California Supreme Court Accepts Enya, Rejects Celine Dion For Background Music In Victim Impact Statements

A jury convicted Douglas Oliver Kelly of the first degree murder of Sara Weir under the special circumstances of robbery, rape, and with personal use of a deadly weapon.  During the penalty phase of Kelly's trial, after which he was sentenced to death, the court allowed the prosecution to play a 20-minute videotape with a montage of photographs of Sara Weir's life, narrated by her mother.  On appeal to the Supreme Court of California, Kelly claimed that the videotape was unfairly prejudicial. 

The Supreme Court of California noted that while most courts allow for the introduction of such statements, two courts had not permitted the admission of videotaped victim impact statements.  In United States v.
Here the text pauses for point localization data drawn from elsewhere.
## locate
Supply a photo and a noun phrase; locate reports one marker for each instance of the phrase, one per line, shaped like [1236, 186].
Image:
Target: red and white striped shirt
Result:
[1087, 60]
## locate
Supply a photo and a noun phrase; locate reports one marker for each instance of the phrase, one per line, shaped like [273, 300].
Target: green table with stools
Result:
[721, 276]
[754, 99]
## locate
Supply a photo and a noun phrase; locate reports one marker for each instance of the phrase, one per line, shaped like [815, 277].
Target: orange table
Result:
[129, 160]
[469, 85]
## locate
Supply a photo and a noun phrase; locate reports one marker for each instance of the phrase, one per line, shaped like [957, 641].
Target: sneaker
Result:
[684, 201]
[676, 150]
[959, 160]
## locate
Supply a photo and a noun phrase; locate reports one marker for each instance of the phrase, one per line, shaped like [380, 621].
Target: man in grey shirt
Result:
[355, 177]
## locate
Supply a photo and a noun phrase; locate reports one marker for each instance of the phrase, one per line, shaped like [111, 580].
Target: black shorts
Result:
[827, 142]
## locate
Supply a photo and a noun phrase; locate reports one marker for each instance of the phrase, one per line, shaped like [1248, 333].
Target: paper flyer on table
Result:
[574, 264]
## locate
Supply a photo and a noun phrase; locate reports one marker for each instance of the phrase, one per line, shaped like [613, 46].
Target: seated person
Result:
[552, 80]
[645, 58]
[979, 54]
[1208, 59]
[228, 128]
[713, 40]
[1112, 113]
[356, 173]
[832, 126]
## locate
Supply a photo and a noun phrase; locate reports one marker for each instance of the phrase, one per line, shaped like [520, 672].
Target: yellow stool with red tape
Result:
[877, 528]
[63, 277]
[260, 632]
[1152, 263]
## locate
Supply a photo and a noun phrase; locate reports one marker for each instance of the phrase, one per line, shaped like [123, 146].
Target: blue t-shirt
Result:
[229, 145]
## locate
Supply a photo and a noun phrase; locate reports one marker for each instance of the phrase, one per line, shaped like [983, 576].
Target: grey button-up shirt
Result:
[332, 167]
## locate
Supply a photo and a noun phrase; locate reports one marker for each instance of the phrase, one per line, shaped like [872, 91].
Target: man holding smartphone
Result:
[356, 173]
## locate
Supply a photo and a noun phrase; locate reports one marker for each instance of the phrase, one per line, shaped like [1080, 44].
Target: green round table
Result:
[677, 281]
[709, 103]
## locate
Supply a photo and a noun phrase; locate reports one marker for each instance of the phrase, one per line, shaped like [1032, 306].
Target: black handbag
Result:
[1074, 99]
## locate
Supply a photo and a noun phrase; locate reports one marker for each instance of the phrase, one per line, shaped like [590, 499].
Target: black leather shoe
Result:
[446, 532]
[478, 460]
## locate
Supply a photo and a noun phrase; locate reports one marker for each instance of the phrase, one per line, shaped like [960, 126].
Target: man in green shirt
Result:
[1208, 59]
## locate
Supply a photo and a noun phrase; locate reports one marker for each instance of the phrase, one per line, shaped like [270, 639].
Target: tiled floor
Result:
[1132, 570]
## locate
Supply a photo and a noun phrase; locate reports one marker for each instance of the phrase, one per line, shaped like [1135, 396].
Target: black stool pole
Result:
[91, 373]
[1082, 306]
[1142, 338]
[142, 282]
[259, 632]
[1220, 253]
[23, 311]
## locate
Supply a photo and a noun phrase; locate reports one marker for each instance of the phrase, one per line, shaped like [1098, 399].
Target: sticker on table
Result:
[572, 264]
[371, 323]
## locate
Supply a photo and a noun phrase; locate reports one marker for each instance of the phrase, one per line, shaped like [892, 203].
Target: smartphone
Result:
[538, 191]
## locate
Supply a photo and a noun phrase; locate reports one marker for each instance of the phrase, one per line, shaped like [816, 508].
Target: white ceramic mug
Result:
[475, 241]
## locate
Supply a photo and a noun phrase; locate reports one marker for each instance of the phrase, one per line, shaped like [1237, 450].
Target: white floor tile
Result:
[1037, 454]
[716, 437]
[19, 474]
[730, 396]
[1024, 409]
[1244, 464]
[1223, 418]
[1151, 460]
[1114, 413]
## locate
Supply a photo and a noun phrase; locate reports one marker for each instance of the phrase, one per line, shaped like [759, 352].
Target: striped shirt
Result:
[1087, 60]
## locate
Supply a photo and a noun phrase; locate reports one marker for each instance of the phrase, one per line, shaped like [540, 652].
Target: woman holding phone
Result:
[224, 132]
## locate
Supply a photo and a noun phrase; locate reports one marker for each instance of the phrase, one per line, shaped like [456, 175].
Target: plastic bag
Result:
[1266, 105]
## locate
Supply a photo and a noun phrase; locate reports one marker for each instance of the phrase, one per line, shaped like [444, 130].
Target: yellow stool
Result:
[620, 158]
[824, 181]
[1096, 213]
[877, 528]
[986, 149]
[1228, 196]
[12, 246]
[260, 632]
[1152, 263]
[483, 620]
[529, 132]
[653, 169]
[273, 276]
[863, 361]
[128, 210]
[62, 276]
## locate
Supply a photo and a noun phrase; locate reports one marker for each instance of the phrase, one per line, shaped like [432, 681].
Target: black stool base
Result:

Sampson, 335 F.Supp.2d 166, 191 (D. Mass. 2004), Judge Mark L. Wolf of the District Court for the District of Massachusetts found that it was proper to exclude a 27-minute videotaped victim impact statement with photographs of the victim because its probative value was substantially outweighed by the danger of unfair prejudice.  The court in Sampson found the videotape to be prejudicial because "[t]he pictures were set to evocative contemporary music, including that of the Beatles and James Taylor." Id.

In Salazar v. State, 90 S.W.3d 330, 333 (Tex.Crim.App. 2002), the Texas Court of Criminal Appeals found that a trial judge improperly allowed jurors to see a 17-minute videotaped victim impact statement with photographs of the victim.  As in Sampson, the court found that the videotape was unfairly prejudicial because it was accompanied by "such selections as 'Storms in Africa,' and 'River' by Enya, and conclude[d] with Celine Dion singing, 'My Heart Will Go On,' from the movie Titanic." Id.
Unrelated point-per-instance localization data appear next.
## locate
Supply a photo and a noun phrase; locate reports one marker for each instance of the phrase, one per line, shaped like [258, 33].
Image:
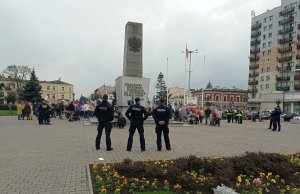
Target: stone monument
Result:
[132, 84]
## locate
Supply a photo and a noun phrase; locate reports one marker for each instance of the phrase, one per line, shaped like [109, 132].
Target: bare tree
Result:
[18, 74]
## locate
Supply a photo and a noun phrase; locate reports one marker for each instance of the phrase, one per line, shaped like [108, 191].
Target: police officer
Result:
[276, 121]
[161, 115]
[136, 114]
[105, 114]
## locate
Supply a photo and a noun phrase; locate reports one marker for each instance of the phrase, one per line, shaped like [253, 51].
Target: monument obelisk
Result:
[132, 84]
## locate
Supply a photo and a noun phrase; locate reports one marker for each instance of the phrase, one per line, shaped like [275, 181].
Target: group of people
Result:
[234, 114]
[137, 114]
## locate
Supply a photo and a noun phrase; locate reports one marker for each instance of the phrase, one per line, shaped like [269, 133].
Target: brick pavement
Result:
[52, 159]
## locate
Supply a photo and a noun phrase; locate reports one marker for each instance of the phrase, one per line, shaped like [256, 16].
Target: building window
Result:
[270, 26]
[269, 52]
[270, 44]
[270, 35]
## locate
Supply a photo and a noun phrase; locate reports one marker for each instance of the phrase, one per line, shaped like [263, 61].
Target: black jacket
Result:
[161, 113]
[104, 112]
[135, 113]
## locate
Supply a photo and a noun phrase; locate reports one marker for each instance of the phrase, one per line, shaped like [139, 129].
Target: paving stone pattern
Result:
[52, 159]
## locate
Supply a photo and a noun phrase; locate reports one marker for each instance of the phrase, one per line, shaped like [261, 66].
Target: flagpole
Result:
[167, 81]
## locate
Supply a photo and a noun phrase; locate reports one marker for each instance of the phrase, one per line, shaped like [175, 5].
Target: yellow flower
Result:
[239, 179]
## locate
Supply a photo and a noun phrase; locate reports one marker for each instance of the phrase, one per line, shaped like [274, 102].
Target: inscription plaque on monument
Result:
[132, 84]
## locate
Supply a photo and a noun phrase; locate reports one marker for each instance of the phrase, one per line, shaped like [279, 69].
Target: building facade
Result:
[222, 97]
[56, 91]
[274, 62]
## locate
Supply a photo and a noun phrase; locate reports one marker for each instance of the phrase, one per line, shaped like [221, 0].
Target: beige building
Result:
[176, 95]
[104, 90]
[57, 90]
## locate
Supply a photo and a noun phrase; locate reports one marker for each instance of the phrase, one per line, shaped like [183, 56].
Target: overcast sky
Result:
[82, 41]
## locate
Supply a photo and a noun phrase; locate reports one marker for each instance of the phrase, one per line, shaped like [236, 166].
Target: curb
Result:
[88, 174]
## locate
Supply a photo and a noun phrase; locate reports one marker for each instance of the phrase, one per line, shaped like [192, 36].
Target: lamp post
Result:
[190, 66]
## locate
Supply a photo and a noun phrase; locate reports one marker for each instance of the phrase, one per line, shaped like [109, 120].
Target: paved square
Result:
[52, 159]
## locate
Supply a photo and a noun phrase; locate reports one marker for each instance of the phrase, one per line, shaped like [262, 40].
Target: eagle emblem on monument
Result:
[135, 44]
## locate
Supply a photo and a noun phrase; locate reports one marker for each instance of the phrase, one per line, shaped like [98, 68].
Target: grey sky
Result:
[83, 41]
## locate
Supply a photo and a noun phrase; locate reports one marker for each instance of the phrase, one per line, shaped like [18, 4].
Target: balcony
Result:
[297, 77]
[255, 66]
[255, 34]
[283, 88]
[252, 82]
[254, 51]
[287, 20]
[253, 74]
[297, 87]
[285, 49]
[252, 90]
[284, 68]
[285, 40]
[255, 42]
[253, 59]
[286, 30]
[285, 59]
[256, 26]
[286, 11]
[283, 78]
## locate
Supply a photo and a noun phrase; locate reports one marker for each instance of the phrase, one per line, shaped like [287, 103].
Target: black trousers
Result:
[108, 127]
[276, 122]
[133, 126]
[165, 130]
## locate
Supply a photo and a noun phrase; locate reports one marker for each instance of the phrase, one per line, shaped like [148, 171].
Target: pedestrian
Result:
[271, 119]
[161, 116]
[207, 114]
[136, 114]
[276, 122]
[105, 114]
[10, 107]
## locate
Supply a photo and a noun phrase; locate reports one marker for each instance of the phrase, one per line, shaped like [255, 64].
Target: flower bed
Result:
[251, 173]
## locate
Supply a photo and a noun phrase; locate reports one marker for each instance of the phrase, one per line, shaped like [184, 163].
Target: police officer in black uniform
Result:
[161, 115]
[105, 114]
[136, 114]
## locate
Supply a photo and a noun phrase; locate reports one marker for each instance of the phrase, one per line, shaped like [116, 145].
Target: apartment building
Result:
[274, 62]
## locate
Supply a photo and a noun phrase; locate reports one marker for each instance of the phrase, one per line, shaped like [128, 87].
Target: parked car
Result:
[289, 116]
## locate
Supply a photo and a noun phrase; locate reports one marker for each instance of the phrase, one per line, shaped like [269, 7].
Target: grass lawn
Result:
[6, 113]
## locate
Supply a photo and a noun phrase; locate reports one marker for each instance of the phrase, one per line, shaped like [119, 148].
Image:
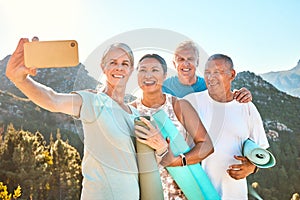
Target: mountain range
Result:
[287, 81]
[279, 111]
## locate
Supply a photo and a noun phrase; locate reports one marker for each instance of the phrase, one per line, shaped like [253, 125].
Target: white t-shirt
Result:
[109, 165]
[229, 125]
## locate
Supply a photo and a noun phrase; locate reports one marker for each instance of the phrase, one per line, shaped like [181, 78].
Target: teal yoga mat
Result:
[149, 177]
[260, 157]
[191, 179]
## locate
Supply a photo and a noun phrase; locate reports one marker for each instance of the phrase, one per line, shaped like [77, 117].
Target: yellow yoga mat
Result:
[149, 177]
The Supreme Court of California then attempted to distinguish these videotapes from the videotape in the Kelly case.  The Court noted how the Sampson court characterized the Beatles and James Taylor music as "stirring" and indicated that the Supreme Court of California (1) had previously characterized the music in Salazar as "stirring," and (2) found that such music could go "beyond what the jury might experience by viewing still photographs of the victim or listening to the victim's bereaved parents."  The Court, however, found that there was no prejudicial error in the videotape in the Kelly case because the Enya music in it was "generally soft, not stirring," with most of the words unrecognizable. 
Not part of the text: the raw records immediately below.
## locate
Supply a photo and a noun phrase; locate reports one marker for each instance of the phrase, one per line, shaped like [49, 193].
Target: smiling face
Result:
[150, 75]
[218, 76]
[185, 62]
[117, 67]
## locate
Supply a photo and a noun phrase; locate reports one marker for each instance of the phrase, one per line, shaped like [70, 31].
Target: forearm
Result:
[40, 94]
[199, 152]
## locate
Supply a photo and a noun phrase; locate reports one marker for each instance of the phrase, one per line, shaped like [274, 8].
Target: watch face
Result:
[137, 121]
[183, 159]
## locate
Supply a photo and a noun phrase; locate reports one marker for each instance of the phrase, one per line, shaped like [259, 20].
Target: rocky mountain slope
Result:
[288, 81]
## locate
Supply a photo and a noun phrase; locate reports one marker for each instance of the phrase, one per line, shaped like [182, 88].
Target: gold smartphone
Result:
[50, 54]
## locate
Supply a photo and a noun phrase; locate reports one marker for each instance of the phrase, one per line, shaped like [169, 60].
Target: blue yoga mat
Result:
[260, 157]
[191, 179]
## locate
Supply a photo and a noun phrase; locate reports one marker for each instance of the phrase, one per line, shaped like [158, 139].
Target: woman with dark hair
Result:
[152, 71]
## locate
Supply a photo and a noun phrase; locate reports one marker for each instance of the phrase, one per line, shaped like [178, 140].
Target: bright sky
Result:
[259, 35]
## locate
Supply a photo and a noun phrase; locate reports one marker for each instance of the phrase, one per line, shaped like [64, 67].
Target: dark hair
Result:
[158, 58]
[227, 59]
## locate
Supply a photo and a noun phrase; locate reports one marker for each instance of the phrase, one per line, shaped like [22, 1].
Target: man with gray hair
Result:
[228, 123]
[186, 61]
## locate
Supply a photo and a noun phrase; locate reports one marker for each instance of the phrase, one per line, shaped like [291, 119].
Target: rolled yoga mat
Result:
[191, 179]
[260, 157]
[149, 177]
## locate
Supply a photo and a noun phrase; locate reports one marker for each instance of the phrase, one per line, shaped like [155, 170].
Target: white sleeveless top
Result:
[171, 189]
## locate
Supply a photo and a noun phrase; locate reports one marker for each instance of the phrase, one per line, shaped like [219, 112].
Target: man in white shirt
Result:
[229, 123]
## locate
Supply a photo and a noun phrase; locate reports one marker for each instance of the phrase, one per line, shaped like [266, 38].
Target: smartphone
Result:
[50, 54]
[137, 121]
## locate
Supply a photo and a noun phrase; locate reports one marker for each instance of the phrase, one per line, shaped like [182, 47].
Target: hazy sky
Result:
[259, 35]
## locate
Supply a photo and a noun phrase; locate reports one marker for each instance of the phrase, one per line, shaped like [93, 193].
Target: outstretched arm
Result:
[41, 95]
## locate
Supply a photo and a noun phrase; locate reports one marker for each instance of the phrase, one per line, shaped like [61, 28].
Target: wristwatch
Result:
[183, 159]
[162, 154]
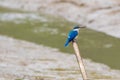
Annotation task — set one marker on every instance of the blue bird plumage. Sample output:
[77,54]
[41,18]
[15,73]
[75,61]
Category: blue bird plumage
[72,35]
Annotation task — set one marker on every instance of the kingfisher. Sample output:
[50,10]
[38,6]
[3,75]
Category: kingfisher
[72,35]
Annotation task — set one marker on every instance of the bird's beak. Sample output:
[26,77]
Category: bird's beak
[82,26]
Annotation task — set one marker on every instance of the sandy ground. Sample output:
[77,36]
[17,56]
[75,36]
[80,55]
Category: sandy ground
[28,61]
[100,15]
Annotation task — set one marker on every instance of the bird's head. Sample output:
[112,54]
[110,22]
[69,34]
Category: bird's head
[78,27]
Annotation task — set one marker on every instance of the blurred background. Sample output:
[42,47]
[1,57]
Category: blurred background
[33,33]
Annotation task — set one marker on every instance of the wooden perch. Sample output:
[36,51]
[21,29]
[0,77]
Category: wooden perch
[80,61]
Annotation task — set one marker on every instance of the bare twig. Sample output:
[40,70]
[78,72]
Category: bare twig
[80,61]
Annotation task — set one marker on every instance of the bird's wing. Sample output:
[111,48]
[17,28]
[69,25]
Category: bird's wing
[72,35]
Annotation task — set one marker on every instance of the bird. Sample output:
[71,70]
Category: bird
[72,35]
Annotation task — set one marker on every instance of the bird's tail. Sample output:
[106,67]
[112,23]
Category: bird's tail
[66,44]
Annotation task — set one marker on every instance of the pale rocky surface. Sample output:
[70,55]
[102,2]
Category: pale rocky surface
[28,61]
[100,15]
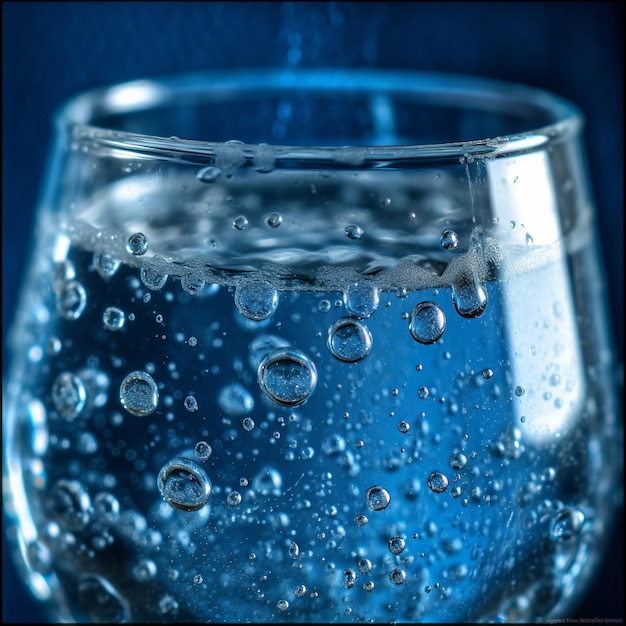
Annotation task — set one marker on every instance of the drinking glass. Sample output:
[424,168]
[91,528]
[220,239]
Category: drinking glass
[318,345]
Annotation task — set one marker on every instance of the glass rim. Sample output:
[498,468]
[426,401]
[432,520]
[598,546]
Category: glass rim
[78,114]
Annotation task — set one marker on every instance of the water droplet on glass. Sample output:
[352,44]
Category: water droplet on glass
[184,484]
[139,393]
[349,340]
[427,322]
[71,300]
[354,232]
[209,174]
[69,395]
[137,244]
[567,525]
[256,300]
[113,318]
[377,498]
[287,376]
[449,240]
[438,482]
[361,299]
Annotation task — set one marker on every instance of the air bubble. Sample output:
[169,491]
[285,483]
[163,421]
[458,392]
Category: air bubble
[567,525]
[113,318]
[139,394]
[137,244]
[438,482]
[427,322]
[105,264]
[377,498]
[71,300]
[240,222]
[449,240]
[361,299]
[287,376]
[274,220]
[69,395]
[349,340]
[203,450]
[184,484]
[209,174]
[152,279]
[354,232]
[235,400]
[256,300]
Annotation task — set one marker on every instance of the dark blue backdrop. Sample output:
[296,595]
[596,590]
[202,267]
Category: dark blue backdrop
[51,50]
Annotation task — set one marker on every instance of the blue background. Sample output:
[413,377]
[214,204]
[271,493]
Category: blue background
[52,50]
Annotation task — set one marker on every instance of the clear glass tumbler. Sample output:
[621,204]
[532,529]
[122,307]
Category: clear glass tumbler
[313,346]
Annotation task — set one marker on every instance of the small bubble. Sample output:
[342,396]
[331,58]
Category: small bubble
[438,482]
[427,322]
[449,240]
[256,300]
[152,279]
[137,244]
[274,220]
[69,395]
[233,498]
[354,232]
[349,578]
[361,299]
[113,318]
[567,525]
[184,484]
[396,545]
[377,498]
[71,300]
[208,174]
[349,340]
[139,393]
[105,264]
[203,450]
[287,376]
[397,576]
[240,222]
[191,404]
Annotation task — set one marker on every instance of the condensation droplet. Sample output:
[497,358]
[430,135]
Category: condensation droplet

My conclusion from the Kelly cases is that judges seem pretty ill suited to be making these types of decisions.  First, we have Judge Wolf in 2004 referring to the music of the Beatles and James Taylor as "contemporary."  This was true when Judge Wolf was admitted to the bar in 1971, but but not so much in 2004 (Incidentally, my guesses for the songs played would be "In My Life" and "You've Got a Friend"). 

Then, we have the Supreme Court of California deeming Celine Dion's music as "stirring," while concluding that Enya's music is "soft."  My idea of "stirring" music would be something by The Clash, but I would have to imagine that those "stirred" by Celine Dion would be "stirred" by Enya.  Amazon has referred to Enya's music as soul-stirring, and the All Music Guide, among others, also characterizes her music as stirring.  Heck, Peter Jackson even tapped her to write and perform songs to stir the emotions of viewers for The Lord of the Rings. 

Perhaps judges should appoint experts under Rule 706  (maybe  musicologists or music critics) to help them make these decisions.  What sounds even better to me is an outright ban on background music in victim impact statements.